Die Eintagsfliege
An manch einem warmen
Sommertag hatte die Eintagsfliege um die Krone eines alten Baumes getanzt,
gelebt, geschwebt und sich glücklich gefühlt und wenn das kleine Geschöpf einen
Augenblick in stiller Glückseligkeit auf den großen, frischen Blättern
ausruhte, so sagte der Baum immer: „Arme Kleine! Nur ein Tag währt dein ganzes
Leben! Wie kurz das ist! Wie traurig!“
„Traurig?“ erwiderte dann
stets die Eintagsfliege, „was meinst du damit?

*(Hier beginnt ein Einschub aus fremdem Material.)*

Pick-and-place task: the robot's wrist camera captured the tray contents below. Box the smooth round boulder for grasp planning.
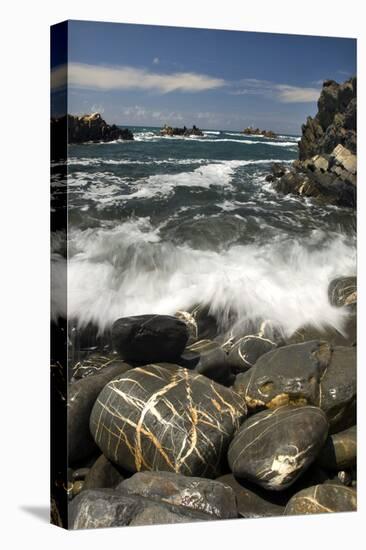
[67,362,131,464]
[228,334,277,374]
[285,483,357,516]
[228,406,328,491]
[116,472,238,519]
[317,426,357,471]
[112,315,188,363]
[72,353,132,382]
[83,455,124,490]
[90,363,247,477]
[68,489,215,529]
[317,346,357,433]
[216,474,285,518]
[233,340,332,410]
[328,277,357,307]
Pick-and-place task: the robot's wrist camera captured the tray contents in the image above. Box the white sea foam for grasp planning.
[53,218,355,334]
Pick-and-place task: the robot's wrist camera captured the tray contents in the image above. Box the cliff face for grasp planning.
[51,113,133,159]
[299,78,357,160]
[267,77,357,207]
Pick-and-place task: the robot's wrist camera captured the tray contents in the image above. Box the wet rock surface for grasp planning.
[90,364,246,477]
[117,472,238,519]
[285,483,357,515]
[112,315,188,362]
[228,406,328,490]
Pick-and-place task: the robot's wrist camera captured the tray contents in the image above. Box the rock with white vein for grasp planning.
[228,406,328,491]
[90,363,247,477]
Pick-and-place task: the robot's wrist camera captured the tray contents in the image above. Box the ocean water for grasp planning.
[52,128,356,334]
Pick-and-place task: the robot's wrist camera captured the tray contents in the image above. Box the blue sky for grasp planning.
[53,21,356,134]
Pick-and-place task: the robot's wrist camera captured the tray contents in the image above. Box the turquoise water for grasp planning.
[50,128,355,338]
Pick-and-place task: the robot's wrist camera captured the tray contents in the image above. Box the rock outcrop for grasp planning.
[267,78,357,207]
[241,126,277,138]
[51,113,133,159]
[160,124,203,137]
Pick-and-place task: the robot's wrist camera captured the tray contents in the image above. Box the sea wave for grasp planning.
[53,218,356,334]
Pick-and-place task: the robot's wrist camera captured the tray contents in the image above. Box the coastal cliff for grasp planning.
[266,77,357,207]
[51,113,133,158]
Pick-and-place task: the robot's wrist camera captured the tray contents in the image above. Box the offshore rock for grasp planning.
[90,363,246,477]
[228,406,328,491]
[112,315,188,363]
[67,362,131,463]
[117,472,238,519]
[285,483,357,516]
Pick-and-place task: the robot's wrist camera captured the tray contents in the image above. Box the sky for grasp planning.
[51,21,356,134]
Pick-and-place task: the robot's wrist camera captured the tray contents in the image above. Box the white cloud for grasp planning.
[52,63,226,93]
[231,78,320,103]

Alles ist so herrlich licht, so
warm und schön, und ich selbst bin glücklich!“
„Aber nur einen Tag, und
dann ist alles vorbei!“
„ Vorbei?“ sagte die
Eintagsfliege, „Was ist vorbei? Bist du auch vorbei?“
„ Nein, ich lebe
vielleicht Tausende von deinen Tagen, und meine Tage sind ganze Jahreszeiten!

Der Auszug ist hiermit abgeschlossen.